Il y a de nombreuses voitures familiales neutres, y compris des modèles pouvant accueillir jusqu’à 7 personnes.

Quelle est la différence entre l’éco-pastille et le bonus écologique ?

Ce sont deux dispositifs différents, mais seul le bonus-malus écologique s’applique désormais. L’éco-pastille avait un caractère annuel et portait sur la détention du véhicule. Le bonus écologique joue directement sur l’acte d’achat, pour introduire une « empreinte écologique » dans le prix des produits.

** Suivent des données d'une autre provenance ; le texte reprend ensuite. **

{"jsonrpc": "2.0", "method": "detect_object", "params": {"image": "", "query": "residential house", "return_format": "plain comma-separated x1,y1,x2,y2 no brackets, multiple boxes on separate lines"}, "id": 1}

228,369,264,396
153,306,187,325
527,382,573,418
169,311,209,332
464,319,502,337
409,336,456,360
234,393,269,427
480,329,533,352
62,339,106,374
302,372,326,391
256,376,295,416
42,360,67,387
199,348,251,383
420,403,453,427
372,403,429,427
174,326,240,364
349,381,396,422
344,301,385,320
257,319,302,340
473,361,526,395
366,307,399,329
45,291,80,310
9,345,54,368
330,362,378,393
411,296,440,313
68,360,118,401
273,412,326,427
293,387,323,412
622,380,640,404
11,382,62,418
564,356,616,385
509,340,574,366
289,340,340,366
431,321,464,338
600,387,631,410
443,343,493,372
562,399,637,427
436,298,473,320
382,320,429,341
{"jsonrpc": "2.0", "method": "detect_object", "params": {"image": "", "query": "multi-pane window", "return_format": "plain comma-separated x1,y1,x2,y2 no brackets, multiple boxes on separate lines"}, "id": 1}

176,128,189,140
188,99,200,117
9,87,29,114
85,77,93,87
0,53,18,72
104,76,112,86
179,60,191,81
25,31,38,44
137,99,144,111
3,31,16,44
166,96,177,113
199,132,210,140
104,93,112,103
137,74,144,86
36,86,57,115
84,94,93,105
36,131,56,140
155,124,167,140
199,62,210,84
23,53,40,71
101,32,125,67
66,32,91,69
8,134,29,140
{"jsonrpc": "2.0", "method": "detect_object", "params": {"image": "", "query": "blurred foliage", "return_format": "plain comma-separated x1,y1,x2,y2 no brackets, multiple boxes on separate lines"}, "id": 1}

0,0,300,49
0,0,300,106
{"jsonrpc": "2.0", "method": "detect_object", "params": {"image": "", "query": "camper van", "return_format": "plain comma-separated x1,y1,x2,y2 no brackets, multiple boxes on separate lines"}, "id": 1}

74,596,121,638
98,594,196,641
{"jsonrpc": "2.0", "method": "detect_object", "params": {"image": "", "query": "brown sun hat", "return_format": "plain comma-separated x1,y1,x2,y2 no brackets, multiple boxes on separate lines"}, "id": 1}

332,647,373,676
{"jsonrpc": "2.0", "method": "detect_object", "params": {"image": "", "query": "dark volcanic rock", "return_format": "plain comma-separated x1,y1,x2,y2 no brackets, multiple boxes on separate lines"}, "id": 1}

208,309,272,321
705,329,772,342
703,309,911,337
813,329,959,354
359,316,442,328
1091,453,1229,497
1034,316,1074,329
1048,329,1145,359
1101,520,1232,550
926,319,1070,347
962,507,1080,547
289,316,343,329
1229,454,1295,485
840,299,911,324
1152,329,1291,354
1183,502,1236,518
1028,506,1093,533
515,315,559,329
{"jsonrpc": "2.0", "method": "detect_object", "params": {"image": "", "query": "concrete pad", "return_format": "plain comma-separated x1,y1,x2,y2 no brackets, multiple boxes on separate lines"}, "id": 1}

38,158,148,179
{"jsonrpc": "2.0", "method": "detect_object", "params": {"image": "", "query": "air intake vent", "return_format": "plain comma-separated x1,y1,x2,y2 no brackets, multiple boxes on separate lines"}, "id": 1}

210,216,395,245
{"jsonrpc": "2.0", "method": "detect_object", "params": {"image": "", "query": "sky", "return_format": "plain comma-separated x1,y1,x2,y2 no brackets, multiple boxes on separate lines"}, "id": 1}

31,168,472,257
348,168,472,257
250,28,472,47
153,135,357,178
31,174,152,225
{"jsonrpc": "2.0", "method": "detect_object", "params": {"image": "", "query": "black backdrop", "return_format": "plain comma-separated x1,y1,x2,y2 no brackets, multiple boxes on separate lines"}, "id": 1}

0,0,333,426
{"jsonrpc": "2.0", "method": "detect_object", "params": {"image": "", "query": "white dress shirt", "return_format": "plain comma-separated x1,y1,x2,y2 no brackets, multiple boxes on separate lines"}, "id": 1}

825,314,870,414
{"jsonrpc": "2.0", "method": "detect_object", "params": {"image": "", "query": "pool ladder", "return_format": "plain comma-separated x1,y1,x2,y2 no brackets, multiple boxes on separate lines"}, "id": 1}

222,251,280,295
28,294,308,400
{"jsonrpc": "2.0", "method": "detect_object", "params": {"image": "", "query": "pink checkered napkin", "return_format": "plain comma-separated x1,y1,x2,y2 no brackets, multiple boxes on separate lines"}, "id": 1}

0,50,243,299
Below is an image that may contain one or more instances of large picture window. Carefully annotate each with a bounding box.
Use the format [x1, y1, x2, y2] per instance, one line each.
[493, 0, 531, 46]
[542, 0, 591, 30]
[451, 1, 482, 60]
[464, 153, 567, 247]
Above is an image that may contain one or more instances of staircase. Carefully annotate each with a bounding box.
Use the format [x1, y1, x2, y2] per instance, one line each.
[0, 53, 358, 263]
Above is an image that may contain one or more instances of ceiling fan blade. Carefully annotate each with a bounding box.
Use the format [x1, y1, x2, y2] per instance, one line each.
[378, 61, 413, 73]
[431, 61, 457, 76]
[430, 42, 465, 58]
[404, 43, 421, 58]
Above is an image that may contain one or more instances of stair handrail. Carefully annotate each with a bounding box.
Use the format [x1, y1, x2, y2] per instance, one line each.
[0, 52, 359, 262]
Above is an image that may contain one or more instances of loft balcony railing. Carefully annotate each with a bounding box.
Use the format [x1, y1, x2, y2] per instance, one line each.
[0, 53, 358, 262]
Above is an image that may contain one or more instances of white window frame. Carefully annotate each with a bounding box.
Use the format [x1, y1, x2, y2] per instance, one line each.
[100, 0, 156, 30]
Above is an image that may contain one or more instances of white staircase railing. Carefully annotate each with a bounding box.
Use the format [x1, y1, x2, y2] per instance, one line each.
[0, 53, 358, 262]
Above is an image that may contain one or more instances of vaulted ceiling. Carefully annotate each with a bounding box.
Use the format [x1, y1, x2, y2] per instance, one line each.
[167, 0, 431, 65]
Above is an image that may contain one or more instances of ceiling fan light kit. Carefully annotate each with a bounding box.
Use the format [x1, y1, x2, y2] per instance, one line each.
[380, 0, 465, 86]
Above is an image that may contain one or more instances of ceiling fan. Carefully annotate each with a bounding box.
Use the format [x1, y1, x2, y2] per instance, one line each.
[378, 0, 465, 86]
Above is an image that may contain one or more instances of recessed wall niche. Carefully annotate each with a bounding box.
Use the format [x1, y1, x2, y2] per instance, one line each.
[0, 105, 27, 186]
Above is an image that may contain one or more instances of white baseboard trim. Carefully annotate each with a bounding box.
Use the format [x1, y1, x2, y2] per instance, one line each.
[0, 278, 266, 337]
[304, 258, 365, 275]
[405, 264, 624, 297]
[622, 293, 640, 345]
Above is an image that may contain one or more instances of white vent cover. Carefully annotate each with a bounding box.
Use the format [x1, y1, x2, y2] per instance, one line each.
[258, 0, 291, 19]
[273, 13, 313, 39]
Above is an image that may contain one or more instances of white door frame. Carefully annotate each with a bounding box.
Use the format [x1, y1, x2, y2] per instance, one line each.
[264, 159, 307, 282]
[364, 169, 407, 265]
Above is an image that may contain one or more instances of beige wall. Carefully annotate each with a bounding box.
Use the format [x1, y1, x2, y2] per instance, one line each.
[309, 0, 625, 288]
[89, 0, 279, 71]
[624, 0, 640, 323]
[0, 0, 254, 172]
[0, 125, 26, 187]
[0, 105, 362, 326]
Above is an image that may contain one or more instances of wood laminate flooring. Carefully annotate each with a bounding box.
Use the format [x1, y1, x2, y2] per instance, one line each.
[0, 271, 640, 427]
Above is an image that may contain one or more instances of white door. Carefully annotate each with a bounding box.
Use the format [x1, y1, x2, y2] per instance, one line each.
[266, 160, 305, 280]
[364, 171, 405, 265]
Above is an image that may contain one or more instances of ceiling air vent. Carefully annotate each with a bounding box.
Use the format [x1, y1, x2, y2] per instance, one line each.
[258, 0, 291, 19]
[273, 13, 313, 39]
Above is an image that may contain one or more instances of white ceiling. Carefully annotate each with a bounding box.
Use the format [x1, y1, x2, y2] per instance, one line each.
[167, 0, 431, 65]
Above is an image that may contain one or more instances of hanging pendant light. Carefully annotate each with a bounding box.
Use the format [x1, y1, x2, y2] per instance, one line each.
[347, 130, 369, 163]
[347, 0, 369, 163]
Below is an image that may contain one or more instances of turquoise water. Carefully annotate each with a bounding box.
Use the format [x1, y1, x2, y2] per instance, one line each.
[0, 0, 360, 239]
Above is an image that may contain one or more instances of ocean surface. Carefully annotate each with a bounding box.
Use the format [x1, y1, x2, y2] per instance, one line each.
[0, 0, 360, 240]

Comment s’assurer qu’un produit est plus respectueux de l’environnement ?

Il existe des labels et des garanties qui garantissent à la fois la qualité d’usage d’un produit et ses caractéristiques écologiques :
- NF – Environnement : Créée en 1991, NF Environnement est la certification écologique officielle française. La marque NF Environnement est une marque volontaire de certification délivrée par AFAQ AFNOR Certification. À performances d’usage égales, la marque NF Environnement distingue les produits dont l’impact sur l’environnement est réduit.

En France, l’AFNOR CERTIFICATION en délivre deux, à la demande des industriels intéressés : l’écolabel français (marque NF Environnement) et l’écolabel européen.



Consommer bio coûte-t-il plus cher ?

C’est vrai, les produits bio coûtent un peu plus cher. Mais consommer des aliments issus de l’agriculture biologique, c’est soutenir un mode de production agricole plus respectueux de l’environnement, qui n’utilise aucun produit chimique de synthèse (engrais, pesticides, herbicides…) ni d’organisme génétiquement modifié (OGM). Cette démarche contribue à préserver la qualité des ressources naturelles : eau, sol et air.

Les conserves et surgelés ont-ils un impact sur l’environnement ?

Oui. Ils demandent plus d’énergie que les aliments frais. Il est préférable de privilégier les produits locaux, qui n’ont généralement pas recours aux transports, à la réfrigération ou aux conservateurs chimiques.

Peut-on faire confiance à tous les labels ?

Non. Seuls les labels officiels (comme les labels NF Environnement ou l’écolabel européen) garantissent une bonne qualité et un impact limité sur l’environnement.